For this purpose, we need to create chain-specific Python calls, so that each one will handle a single particular chain.

```{r}
chain_cmd_args_list = vector("list", nChains)
for(cInd in 1:nChains){
	chain_file_path = file.path(getwd(), sprintf("post_chain%.2d_file.rds", cInd-1))
	chain_cmd_args = paste("-m hmsc.run_gibbs_sampler",
												 "--input", shQuote(init_file_path),
												 "--output", shQuote(chain_file_path),
												 "--samples", nSamples,
												 "--transient", transient,
												 "--thin", thin,
												 "--verbose", verbose,
												 "--chain", cInd-1)
	cat(paste(shQuote(python), chain_cmd_args), "\n")
	chain_cmd_args_list[[cInd]] = chain_cmd_args
}
```

Next step is to appropriately execute each of these calls. For the sake of runnability of this notebook in most users' devices, here we manually mimic the job scheduler, while an example of doing it properly in a Slurm-based HPC cluster is provided in the next section. The principal difference from the single call considers above is that each call's output is a separate file with chain-specific results.

```{r}
for(cInd in 1:nChains){
	system2(python, chain_cmd_args_list[[cInd]])
}
```

Therefore, once all Python calls have conducted, the following step is to import the calculated posterior samples back to R. We exemplify it as following.

```{r}
chainList = vector("list", nChains)
for(cInd in 1:nChains){
	chain_file_path = file.path(getwd(), sprintf("post_chain%.2d_file.rds", cInd-1))
	chainList[[cInd]] = from_json(readRDS(file = chain_file_path)[[1]])[[1]]
}
```

The remaining steps remain identical to the previously shown alternative.

```{r}
fitSepTF = importPosteriorFromHPC(m, chainList, nSamples, thin, transient)
plotVariancePartitioning(fitSepTF, computeVariancePartitioning(fitSepTF), args.legend=list(x="bottomright"))
```

# Running Hmsc-HPC in a cluster

Different computational clusters greatly diverge in how software and scripts are run, both in terms of execution characteristics and in user interface. Thus, it is close to impossible to properly cover all the alternatives related to how Hmsc-HPC can be run in HPC that the particular user is interested and has access to. Therefore, we focus on how we have done it with the HPC under Slurm cluster management and job scheduling system, which is used at the supercomputers maintained by CSC (Finland) that provided HPC resources for this research project.

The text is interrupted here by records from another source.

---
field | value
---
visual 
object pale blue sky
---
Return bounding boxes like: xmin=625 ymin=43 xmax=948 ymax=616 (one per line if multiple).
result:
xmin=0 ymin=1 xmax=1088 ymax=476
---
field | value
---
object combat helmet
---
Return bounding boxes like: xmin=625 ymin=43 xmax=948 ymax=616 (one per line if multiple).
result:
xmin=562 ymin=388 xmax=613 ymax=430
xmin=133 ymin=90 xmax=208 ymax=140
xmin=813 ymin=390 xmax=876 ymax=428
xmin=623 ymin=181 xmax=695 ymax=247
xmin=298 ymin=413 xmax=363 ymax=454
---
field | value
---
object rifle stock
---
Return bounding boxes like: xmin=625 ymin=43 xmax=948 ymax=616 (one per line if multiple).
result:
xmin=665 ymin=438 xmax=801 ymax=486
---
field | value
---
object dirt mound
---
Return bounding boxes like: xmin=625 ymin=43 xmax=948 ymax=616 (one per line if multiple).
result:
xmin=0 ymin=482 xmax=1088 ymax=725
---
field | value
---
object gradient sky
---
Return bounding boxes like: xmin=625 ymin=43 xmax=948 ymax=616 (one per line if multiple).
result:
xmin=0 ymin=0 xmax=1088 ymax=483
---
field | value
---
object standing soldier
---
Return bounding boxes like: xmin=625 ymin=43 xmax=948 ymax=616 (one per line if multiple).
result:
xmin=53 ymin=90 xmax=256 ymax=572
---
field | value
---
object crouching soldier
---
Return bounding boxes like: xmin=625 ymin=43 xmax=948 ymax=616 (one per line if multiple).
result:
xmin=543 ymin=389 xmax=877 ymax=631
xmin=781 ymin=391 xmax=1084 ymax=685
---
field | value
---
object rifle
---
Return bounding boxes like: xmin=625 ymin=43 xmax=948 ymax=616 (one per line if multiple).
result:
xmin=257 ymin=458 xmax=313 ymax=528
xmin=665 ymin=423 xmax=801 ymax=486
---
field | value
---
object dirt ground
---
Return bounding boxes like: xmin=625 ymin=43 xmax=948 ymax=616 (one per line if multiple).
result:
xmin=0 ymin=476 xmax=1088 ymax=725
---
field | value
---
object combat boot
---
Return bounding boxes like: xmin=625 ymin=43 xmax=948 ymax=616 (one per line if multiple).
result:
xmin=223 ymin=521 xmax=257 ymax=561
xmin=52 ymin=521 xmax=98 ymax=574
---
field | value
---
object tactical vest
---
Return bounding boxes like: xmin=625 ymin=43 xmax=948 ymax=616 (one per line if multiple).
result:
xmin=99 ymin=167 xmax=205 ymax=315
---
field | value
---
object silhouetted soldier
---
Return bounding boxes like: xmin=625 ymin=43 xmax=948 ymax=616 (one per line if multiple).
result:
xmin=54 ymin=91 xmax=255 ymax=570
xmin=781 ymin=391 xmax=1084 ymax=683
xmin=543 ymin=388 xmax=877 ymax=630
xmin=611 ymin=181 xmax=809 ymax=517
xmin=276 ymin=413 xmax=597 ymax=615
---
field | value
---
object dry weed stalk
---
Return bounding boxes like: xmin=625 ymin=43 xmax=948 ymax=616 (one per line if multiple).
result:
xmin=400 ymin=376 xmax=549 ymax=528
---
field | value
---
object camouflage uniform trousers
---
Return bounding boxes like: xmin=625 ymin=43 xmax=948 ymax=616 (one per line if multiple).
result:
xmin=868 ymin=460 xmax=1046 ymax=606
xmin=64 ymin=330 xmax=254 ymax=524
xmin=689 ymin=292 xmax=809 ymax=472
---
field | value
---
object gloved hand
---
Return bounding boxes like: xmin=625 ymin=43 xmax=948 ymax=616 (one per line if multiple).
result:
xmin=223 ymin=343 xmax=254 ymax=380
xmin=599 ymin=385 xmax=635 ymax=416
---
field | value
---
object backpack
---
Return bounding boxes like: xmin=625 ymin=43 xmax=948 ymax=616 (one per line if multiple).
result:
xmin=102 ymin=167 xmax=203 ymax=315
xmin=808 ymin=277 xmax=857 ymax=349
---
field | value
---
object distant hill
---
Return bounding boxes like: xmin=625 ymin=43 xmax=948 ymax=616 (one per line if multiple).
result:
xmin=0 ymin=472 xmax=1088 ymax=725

### Script for parallel execution of chains

The following script is an example to be run with `sbatch` command from the login node of the cluster.

```{bash eval=FALSE}
#!/bin/bash
#SBATCH --account=project_123456789
#SBATCH --ntasks=1
#SBATCH --cpus-per-task=4
#SBATCH --mem-per-cpu=32G
#SBATCH --gpus-per-node=1
#SBATCH --time=00:15:00
#SBATCH --partition=small-g
#SBATCH --array=0-3

module load tensorflow/2.12
# pip install hmsc ...

SAM=${1:-100}
THIN=${2:-10}

input_path="init_file.rds"
output_path="post_file.rds"
output_path=$(printf "post_chain%.2d_file.rds" $SLURM_ARRAY_TASK_ID)

srun python3 -m hmsc.run_gibbs_sampler --input $input_path --output $output_path --samples $SAM --transient $(($SAM*$THIN)) --thin $THIN --verbose 100 --chain $SLURM_ARRAY_TASK_ID
```

Note that the `#SBATCH` settings in the header of the script and the module environment will be different depending on the supercomputer used, so please consult the help webpage or IT support of the HPC resource that you intend to use. This presented script was used for runs in LUMI supercomputer.